Read a sample from SPELL BOUND by

PROLOGUE

He watched the girl stumble from the motel office, room key glinting under the harsh lights of the  parking lot. Lightning flashed, illuminating her fi gure. Tall and slender, barely more than a teen, too young to be out alone in a place like this, on a night like this.

Thunder rumbled and crashed. The parking lot lights flickered and buzzed. Sheets of ice-cold rain battered the girl. She kept walking, oblivious, as her long hair whipped against her face.

She paid no attention to the storm. No attention to the dark. No attention to him, standing across the road, watching.

So young. So confident. So foolish.

The girl stopped at her room and jammed the key into the lock. When it didn’t work the first time, she  cast an unlock spell. The door swung open. She staggered inside.

So young. So powerful. And, at this moment, so broken.

Perhaps he could use that.

The girl had just solved the murders of three young women in a nearby town. On the surface, the deaths were unremarkable. Humans killed each other all the time. As it turned out, the first two fit the usual pattern—pointless deaths, tragic for a few, meaningless to everyone else. The third was different. She’d been killed by a half-demon spirit, escaped from her hell dimension. A mere shade should not be able to do such a thing. But the halfdemon had help, powerful help, and her escape was yet another sign that what he’d foreseen was inevitable.

For years, mortal supernaturals had whispered about signs and portents. The impossible becoming  possible. Humans learning magic. New races evolving within a generation. Bitten werewolves passing their genes to their offspring. A clairvoyant of unsurpassed power, born from a dead mother. As one who had observed for millennia, he knew these were not new occurrences. Merely rare. Yet with so many in quick succession, even the demonic and the celestial had taken note. Some believed. Others did not, but saw opportunity in the growing unrest.

Now mortal supernaturals who believed the signs were coalescing under one man. A man with a dream that could change the world. Or destroy it. The demonic and the celestial took note of that, too. They  whispered. They conspired. They chose a side.

The girl in the motel room knew nothing of this.
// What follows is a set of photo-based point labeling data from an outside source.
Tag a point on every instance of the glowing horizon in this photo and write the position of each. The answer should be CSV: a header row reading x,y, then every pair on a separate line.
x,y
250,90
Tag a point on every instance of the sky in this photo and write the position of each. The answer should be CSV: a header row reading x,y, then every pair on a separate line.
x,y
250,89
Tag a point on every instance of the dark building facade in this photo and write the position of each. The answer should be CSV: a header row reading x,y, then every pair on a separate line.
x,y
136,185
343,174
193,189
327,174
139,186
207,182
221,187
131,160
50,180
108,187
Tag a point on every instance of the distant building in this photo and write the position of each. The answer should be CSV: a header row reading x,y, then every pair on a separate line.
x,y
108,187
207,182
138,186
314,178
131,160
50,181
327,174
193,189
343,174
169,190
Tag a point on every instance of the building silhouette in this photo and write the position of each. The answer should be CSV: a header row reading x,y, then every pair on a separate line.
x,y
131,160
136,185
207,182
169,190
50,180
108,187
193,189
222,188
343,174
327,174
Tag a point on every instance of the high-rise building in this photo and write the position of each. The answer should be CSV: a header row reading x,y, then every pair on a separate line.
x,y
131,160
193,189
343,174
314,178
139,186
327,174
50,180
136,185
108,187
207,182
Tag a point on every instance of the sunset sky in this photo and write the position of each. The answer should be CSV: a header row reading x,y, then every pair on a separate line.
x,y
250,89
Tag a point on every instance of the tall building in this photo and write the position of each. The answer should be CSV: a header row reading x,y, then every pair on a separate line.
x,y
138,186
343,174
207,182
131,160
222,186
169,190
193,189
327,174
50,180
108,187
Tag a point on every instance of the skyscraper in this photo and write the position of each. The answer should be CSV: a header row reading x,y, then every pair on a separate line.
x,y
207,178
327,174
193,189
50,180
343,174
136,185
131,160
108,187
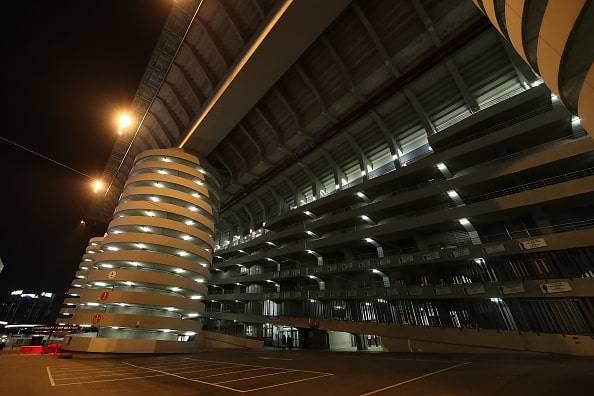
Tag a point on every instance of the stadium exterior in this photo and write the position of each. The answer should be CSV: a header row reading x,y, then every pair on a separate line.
x,y
398,175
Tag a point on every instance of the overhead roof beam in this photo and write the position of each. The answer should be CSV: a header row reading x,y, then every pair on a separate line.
x,y
273,50
470,101
456,42
359,95
412,98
She’d sent the half-demon shade back to her hell and considered the matter closed, except for the details that obsessed her now, ones that had nothing to do with the gathering storm.

Before the half-demon shade was banished from the living world, she’d exacted revenge by telling the  authorities who had killed the first two young women—the mother of one. It had been accidental. A  struggle, the gun goes off. It concerned him not at all. But it did concern the girl in the motel room. She’d been the one who learned the truth. The half-demon shade simply acted on her findings.

Now the girl couldn’t stop thinking about the woman she’d inadvertently sent to prison. Couldn’t stop thinking about the child, alone now, mother dead, grandmother accused of her murder.

It mattered not a whit in the larger scheme of things. In a few days, the girl in the motel room would be swept into the maelstrom brewing in the supernatural world. She would play a role. A critical role. A  dangerous role.

Now inside the room, the girl flicked on the light, only to have it go out again as the power failed. She cast a light ball.

Thank God for my spells, he heard her think.

She paused then and images flickered through her mind. Images of the accused woman and the  orphaned child. Of the girl’s own mother and father, whose long-ago deaths she felt responsible for. Of a man she’d begun to care for, killed by the half-demon shade.

Guilt. Anguish. Despair.

Then a clear thought. If I could fix even one thing, and give Kayla back her grandmother, I’d gladly give up my powers.

He smiled. Yes, he could definitely use that.